Over the River and Through the Woods
Joe DiPietro - 1999
His parents retired and moved to Florida. That doesn't mean his family isn't still in Jersey. In fact, he sees both sets of his grandparents every Sunday for dinner. This is routine until he has to tell them that he's been offered a dream job. The job he's been waiting for - marketing executive - would take him away from his beloved, but annoying, grandparents. He tells them. The news doesn't sit so well. Thus begins a series of schemes to keep Nick around. How could he betray his family's love to move to Seattle for a job, wonder his grandparents? Well, Frank, Aida, Nunzio, and Emma do their level best, that includes bringing the lovely - and single - Caitlin O'Hare as bait.
I Hate Hamlet
Paul Rudnick - 1991
The Story: Andrew Rally seems to have it all: celebrity and acclaim from his starring role in a hit television series; a rich, beautiful girlfriend; a glamorous, devoted agent; the perfect New York apartment; and the chance to play Hamlet in Central Park. There are, however, a couple of glitches in paradise. Andrew's series has been canceled; his girlfriend is clinging to her virginity with unyielding conviction; and he has no desire to play Hamlet. When Andrew's agent visits him, she reminisces about her brief romance with John Barrymore many years ago, in Andrew's apartment. This prompts a seance to summon his ghost. From the moment Barrymore returns, dressed in high Shakespearean garb, Andrew's life is no longer his own. Barrymore, fortified by champagne and ego, presses Andrew to accept the part and fulfill his actor's destiny. The action becomes more hilarious with the entrance of Andrew's deal-making friend from LA, spouting the laid-back hype of the Coast and offering Andrew a fabulous new TV deal worth millions of dollars. The laughs are nonstop as Andrew wrestles with his conscience, Barrymore, his sword, and the fact that he fails as Hamlet in Central Park.

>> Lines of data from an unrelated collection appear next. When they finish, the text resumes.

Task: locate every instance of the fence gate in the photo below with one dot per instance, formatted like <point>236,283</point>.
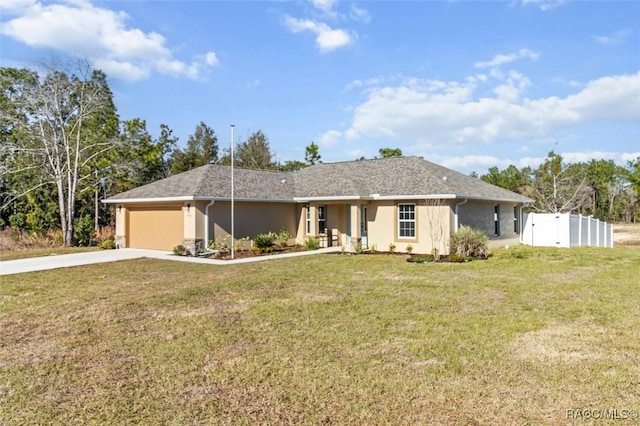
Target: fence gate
<point>565,230</point>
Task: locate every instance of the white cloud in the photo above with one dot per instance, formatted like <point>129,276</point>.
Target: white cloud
<point>449,114</point>
<point>544,4</point>
<point>502,59</point>
<point>79,28</point>
<point>327,38</point>
<point>361,15</point>
<point>326,6</point>
<point>616,38</point>
<point>468,162</point>
<point>329,138</point>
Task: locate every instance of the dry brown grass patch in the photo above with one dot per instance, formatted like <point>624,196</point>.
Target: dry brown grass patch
<point>564,343</point>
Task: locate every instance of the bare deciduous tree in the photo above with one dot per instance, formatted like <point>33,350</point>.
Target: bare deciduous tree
<point>53,130</point>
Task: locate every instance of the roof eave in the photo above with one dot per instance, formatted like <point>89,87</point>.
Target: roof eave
<point>156,199</point>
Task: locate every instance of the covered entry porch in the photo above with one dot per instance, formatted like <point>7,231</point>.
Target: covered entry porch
<point>336,223</point>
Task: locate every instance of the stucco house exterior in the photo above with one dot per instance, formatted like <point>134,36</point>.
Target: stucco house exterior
<point>375,203</point>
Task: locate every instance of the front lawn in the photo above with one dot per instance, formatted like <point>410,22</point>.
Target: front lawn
<point>329,339</point>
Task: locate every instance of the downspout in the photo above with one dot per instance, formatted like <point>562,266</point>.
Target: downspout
<point>457,224</point>
<point>206,224</point>
<point>523,217</point>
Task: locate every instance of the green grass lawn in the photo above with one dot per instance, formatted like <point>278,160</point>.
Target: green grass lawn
<point>39,252</point>
<point>330,339</point>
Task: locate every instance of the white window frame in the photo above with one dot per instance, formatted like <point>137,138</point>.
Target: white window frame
<point>322,217</point>
<point>402,219</point>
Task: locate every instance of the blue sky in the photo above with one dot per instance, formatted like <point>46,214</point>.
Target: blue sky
<point>469,85</point>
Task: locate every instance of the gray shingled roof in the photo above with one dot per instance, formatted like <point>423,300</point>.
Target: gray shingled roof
<point>401,177</point>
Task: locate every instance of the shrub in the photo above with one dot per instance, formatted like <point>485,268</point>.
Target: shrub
<point>265,242</point>
<point>469,242</point>
<point>18,221</point>
<point>83,231</point>
<point>108,244</point>
<point>421,259</point>
<point>282,238</point>
<point>312,243</point>
<point>459,259</point>
<point>221,243</point>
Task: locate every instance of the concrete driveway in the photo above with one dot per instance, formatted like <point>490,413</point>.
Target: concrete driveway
<point>9,267</point>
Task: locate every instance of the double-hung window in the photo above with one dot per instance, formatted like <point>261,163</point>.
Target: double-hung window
<point>322,218</point>
<point>406,220</point>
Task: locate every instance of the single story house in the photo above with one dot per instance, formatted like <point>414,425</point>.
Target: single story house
<point>399,200</point>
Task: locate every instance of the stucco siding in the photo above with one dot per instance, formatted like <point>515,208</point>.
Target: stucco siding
<point>251,219</point>
<point>159,227</point>
<point>481,216</point>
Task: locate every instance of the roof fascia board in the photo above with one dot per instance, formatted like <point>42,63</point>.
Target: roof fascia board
<point>512,200</point>
<point>330,198</point>
<point>413,197</point>
<point>156,199</point>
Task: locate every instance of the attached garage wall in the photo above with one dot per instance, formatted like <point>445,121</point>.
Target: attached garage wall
<point>159,227</point>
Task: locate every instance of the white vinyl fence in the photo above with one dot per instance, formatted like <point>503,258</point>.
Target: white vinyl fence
<point>565,230</point>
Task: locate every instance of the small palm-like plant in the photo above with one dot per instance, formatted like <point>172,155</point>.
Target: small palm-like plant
<point>312,243</point>
<point>265,242</point>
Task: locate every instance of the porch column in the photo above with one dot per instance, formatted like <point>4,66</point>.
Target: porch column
<point>355,231</point>
<point>313,218</point>
<point>121,226</point>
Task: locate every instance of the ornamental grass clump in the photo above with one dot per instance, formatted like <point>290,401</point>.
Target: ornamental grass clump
<point>265,241</point>
<point>469,242</point>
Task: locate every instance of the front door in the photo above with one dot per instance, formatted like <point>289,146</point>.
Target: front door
<point>363,225</point>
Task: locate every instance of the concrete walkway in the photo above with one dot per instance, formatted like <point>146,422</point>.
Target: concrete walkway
<point>9,267</point>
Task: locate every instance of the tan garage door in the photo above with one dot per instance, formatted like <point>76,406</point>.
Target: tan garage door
<point>158,227</point>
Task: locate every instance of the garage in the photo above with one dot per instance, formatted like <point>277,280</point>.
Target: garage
<point>159,227</point>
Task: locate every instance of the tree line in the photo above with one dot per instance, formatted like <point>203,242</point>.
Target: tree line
<point>64,148</point>
<point>598,188</point>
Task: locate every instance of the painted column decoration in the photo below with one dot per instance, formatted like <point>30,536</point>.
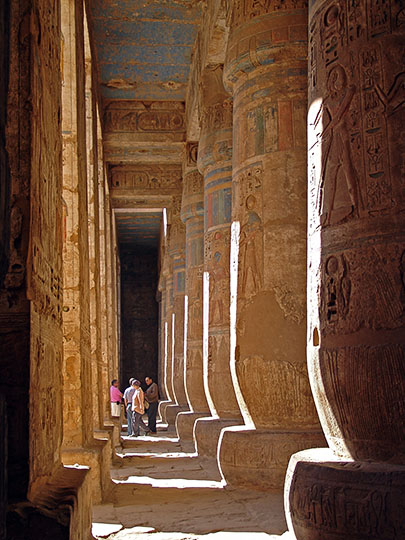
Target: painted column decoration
<point>356,286</point>
<point>215,163</point>
<point>192,214</point>
<point>266,71</point>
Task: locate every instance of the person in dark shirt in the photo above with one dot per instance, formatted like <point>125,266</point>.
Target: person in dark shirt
<point>152,397</point>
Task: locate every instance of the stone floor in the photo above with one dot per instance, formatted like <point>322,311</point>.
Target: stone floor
<point>161,490</point>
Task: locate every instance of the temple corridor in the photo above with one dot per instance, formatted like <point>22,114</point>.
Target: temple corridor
<point>211,194</point>
<point>162,487</point>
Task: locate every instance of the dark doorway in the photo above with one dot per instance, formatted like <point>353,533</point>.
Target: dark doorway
<point>139,314</point>
<point>138,238</point>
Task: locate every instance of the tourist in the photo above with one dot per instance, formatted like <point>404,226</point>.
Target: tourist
<point>115,398</point>
<point>128,395</point>
<point>152,397</point>
<point>138,409</point>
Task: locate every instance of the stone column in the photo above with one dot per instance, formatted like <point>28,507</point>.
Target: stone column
<point>177,241</point>
<point>168,351</point>
<point>78,443</point>
<point>266,70</point>
<point>192,214</point>
<point>356,268</point>
<point>215,163</point>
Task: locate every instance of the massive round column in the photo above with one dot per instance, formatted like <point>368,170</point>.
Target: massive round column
<point>215,163</point>
<point>356,286</point>
<point>265,70</point>
<point>192,214</point>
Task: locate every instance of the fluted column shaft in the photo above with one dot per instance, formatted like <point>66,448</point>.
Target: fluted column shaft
<point>192,214</point>
<point>265,70</point>
<point>356,287</point>
<point>215,163</point>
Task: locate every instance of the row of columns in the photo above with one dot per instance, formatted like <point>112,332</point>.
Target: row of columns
<point>89,319</point>
<point>246,268</point>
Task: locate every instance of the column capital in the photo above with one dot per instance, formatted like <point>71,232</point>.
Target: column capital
<point>261,36</point>
<point>192,204</point>
<point>216,120</point>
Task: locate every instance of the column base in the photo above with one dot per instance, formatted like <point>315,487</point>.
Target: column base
<point>162,409</point>
<point>207,431</point>
<point>185,424</point>
<point>259,458</point>
<point>97,458</point>
<point>328,498</point>
<point>171,413</point>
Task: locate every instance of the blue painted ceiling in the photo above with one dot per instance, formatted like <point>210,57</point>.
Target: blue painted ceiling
<point>139,229</point>
<point>144,47</point>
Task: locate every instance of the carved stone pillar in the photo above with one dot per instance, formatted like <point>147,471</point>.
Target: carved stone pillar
<point>356,268</point>
<point>78,444</point>
<point>171,400</point>
<point>166,287</point>
<point>215,163</point>
<point>192,214</point>
<point>177,242</point>
<point>266,70</point>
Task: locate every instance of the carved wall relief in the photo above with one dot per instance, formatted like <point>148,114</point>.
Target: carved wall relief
<point>217,248</point>
<point>354,127</point>
<point>247,209</point>
<point>139,119</point>
<point>244,10</point>
<point>144,177</point>
<point>191,154</point>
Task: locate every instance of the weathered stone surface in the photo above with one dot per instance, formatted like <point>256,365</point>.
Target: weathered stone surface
<point>265,70</point>
<point>355,276</point>
<point>356,242</point>
<point>215,163</point>
<point>176,251</point>
<point>192,214</point>
<point>330,498</point>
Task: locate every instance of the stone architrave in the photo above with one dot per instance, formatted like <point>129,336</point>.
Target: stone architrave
<point>192,214</point>
<point>265,70</point>
<point>215,163</point>
<point>176,251</point>
<point>356,269</point>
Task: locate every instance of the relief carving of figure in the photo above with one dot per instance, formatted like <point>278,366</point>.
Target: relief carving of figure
<point>219,286</point>
<point>337,288</point>
<point>395,98</point>
<point>338,175</point>
<point>250,250</point>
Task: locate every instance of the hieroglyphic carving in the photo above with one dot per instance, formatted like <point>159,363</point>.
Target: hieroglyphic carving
<point>193,183</point>
<point>128,121</point>
<point>194,292</point>
<point>355,111</point>
<point>191,153</point>
<point>346,509</point>
<point>146,177</point>
<point>378,182</point>
<point>248,210</point>
<point>244,10</point>
<point>16,267</point>
<point>378,17</point>
<point>337,287</point>
<point>217,116</point>
<point>216,249</point>
<point>337,159</point>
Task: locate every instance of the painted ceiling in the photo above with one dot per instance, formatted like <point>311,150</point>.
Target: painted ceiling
<point>144,47</point>
<point>138,229</point>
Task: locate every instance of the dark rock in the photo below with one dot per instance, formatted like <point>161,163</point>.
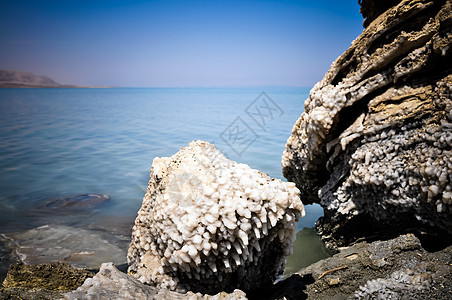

Three Plays: Gruesome Playground Injuries / Animals Out of Paper / Bengal Tiger at the Baghdad Zoo
Rajiv Joseph - 2010
The winner of numerous awards, including an NEA Award for Best Play and a Whiting Writers Award, he is an artist to watch. This volume gathers together for the first time his three major plays to date.Included herein are his latest play, Gruesome Playground Injuries, which charts the intersection of two lives using scars, wounds, and calamity as the mile markers to explore why people hurt themselves to gain another's love and the cumulative effect of such damage; Bengal Tiger at the Baghdad Zoo, a "philosophical and existential investigation into the Iraq War" (Los Angeles Times), a darkly comedic drama that looks on as the lives of two American soldiers, an Iraqi translator, and a tiger intersect on the streets of Baghdad; and Animals Out of Paper, a subtle, elegant, yet bracing examination of the artistic impulse and those in its thrall. The play follows a world-famous origamist as she becomes the unwitting mentor to a troubled young prodigy, even as she must deal with her own loss of inspiration.